Big business looks out for small
The solution to all this is to replace the whole system of government licensing and inspections in favour of compulsory insurance, which was what Putin was calling for way back in 2002, in vain as it turned out. It failed to materialize then, as there was no insurance sector worthy of the name. Even compulsory third-party motor insurance was only introduced in 2003, and encountered significant initial difficulties.
But in 2008, the insurance sector has transformed beyond recognition, after five boom years, with almost all major European insurance companies now present in Russia, and professional standards soaring. This makes transition to an insurance system now feasible. Moreover, it means that there is a power lobby in favour of implementation and enforcing such a system: precisely the federal-level insurance companies. For the first time, big business is looking out for small.

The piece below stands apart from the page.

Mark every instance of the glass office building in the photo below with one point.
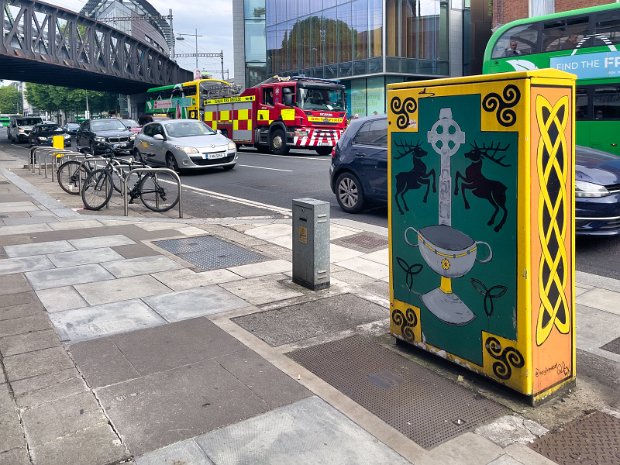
(366, 44)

In banking, as well, huge changes have taken place. And after the retail banking boom, banks are starting to look to the SME sector as a new source of business. According to Trust Bank, 2007 was the first year where the growth rate of loans to SMEs was higher than the growth rate of corporate and retail loans, according to Nadia Cherkasova. VTB has announced plans to increase SME financing by 80%. And Russia's largest bank, Sberbank, has a special interest in small business: its new CEO, German Gref, was as economy minister the author of the 2002 deregulation initiative.
Large banks looking to do business with small companies constitute another lobby with an interest in protecting SMEs against local inspections. And not only in terms of legislation, but also in terms of enforcement. Local officials are less likely to harass entrepreneurs where this involves entangling with the corporate security services of federal-level insurers or banks.
New government legislation could work this time round if it's backed by such powerful federal players, with money at stake where clients come under administrative pressure.
It is no coincidence that a leading lender to small business such as Trust Bank, with one of Russia's largest branch networks, sponsors of the Romir Monitoring Small Business Index, lobbies both for extensive deregulation for small business, but also for criminal liability for creditors who fail to return loans.